Capitulo II – Educação Tradicional e Contemporânea

5. Perspetiva Universalista

5.1. Educação Exemplo de um valor universal

Um dos exemplos mais óbvios e consensuais de um valor universal é a própria educação, isto é, todas as pessoas, independentemente da cultura, religião, raça ou etnia, de viverem no Ocidente ou Oriente, têm o direito à educação e esta, por sua vez, é a garantia para que haja direito (Muniz, 2002).
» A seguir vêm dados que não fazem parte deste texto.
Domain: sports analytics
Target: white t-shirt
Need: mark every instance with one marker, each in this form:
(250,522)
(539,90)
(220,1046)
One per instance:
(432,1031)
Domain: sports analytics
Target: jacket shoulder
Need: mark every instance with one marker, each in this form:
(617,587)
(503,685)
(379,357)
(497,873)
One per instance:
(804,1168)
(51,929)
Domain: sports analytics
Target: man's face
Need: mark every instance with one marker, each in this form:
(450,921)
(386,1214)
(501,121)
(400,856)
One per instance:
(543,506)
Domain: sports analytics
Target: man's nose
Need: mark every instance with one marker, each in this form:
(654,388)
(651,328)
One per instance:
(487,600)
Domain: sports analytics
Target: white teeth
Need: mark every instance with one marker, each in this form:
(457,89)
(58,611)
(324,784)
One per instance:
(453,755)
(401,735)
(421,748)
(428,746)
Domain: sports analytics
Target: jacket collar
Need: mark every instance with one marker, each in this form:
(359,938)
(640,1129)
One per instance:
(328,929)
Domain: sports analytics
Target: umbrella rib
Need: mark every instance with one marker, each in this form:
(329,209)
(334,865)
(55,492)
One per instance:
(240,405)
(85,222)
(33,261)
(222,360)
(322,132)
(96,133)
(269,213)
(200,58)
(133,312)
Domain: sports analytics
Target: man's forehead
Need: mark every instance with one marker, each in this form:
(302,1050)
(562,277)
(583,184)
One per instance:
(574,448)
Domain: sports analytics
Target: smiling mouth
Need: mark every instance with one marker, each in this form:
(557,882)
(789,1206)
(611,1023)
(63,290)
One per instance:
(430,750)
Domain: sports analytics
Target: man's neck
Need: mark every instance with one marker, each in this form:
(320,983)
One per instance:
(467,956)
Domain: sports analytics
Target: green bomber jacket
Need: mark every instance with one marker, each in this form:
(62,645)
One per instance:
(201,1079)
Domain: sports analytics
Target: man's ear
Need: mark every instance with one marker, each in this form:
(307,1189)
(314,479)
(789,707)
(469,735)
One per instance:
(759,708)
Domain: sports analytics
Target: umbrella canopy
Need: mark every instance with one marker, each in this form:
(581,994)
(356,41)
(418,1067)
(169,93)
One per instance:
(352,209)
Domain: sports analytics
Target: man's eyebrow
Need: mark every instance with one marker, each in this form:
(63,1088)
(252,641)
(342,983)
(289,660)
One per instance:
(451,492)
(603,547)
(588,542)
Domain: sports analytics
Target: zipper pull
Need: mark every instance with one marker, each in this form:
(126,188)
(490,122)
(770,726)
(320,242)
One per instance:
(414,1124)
A educação é um dos direitos fundamentais do ser humano, intimamente ligado ao direito à vida e constitui um instrumento fundamental para a realização humana. A educação, enquanto direito universal, tem sido enfatizada na Declaração Universal dos Direitos do Homem, conforme previsto no seu artigo 26º:

Toda a pessoa tem direito à educação. (…) A educação deve visar à plena expansão da personalidade humana e ao reforço dos direitos do Homem e das liberdades fundamentais e deve favorecer a compreensão, a tolerância e a amizade entre todas as nações e todos os grupos raciais ou religiosos, bem como o desenvolvimento das atividades das Nações Unidas para a manutenção da paz.

A Declaração Universal dos Direitos do Homem reforça ainda a necessidade da utilização da educação como meio para promover o reconhecimento e a aceitação de outros direitos humanos, que é da responsabilidade de todos os Estados:

A presente Declaração Universal dos Direitos do Homem, como o ideal comum a ser atingido por todos os povos e todas as nações, com o

objetivo de que cada indivíduo e cada órgão da sociedade, tendo sempre em mente essa Declaração, se esforcem, através do ensino e da educação, por promover o respeito a esses direitos e liberdades (n.g.), e pela adoção de medidas progressivas de caráter nacional e internacional, por assegurar o seu reconhecimento e a sua observância universal e efetiva, tanto entre os povos dos próprios Estados-Membros quanto entre os povos dos territórios sob sua jurisdição.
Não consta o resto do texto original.